Retired President Benjamin Mkapa yesterday launched his biography ‘My life, my purpose’ that revealed a moving narration of where he came from; his humble beginning, his presidency and his regrets, and successes as the holder of the highest office of the land.
A masterpiece confession about his life, if we may call it so.
The motivation and his decision to put his life in a book is a bit strange culture that has otherwise presented, those in leadership position, particularly African leaders with important lesson about managing their people and national resources.
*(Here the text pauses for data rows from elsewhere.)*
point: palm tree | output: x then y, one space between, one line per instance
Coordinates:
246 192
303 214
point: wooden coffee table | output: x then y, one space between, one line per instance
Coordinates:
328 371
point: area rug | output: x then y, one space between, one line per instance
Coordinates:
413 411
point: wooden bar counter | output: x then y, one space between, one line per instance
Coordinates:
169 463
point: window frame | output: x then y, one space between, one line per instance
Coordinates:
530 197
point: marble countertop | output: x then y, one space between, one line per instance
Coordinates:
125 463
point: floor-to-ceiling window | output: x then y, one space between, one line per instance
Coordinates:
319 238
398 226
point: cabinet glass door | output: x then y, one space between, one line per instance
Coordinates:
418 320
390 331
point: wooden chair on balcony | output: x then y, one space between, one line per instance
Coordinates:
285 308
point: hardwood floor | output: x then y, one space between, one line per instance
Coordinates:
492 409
The former president has offered us a classic narration about his regrets. For instance, he discusses in the book of how he was misled into endorsing the use of the money deposited in the External Payment Arrears (EPA) accounts that was fraudulently used to make Sh133 billion illegal payments to about 20 national and foreign private enterprises.
He has confessed of how 2001 killings of 21 people in Pemba following political unrest in the aftermath of the disputed 2000 general election results in Zanzibar has continued to haunt him nearly two decades after the incident.
The book has presented classic cases of how today’s and future leaders can learn from mistakes and great achievements of their predecessors.
In many ways, the book has provided a guidance on how the leaders are supposed to sacrifice and put national interests first over their own personal interests.
In a humble way, Mr Mkapa reminded leaders that the countries they lead are of great importance than personal or political parties interests through which they came to power.
Indeed, it is a wakeup call for the leaders to start creating their own legacy immediately after assuming power.
Mr Mkapa’s book is a challenge for retired Tanzanian who have held leadership positions to do the same for the benefit of the current and the coming generations.
A memoir, like the Mkapa’s one, is more of a national treasure than a narration of a personal life for things like what to embrace in leadership and what to ignore are clearly seen in such writings
Reading the mind of great statesman like Mkapa is a sure way of broadening knowledge and acquiring new insight on how to behave as a public servant.
The ball remains on every Tanzanian’s court to emulate Mkapa’s exemplary leadership whose errors could not overshadow his successes and contribution in the building of the nation.
We encourage other political leaders and senior public servants to write memoirs that would help in shaping the conduct of their subordinates.
Besides, we urge every Tanzanian and those in power to start inculcating the reading culture. It is immaterial to write many good memoirs in a country where the reading culture is dying.
The Mkapa book should remind parents and educational authorities to invest in promoting the reading culture, a cornerstone of knowledge acquisition and promotion of decent civilisation of the people.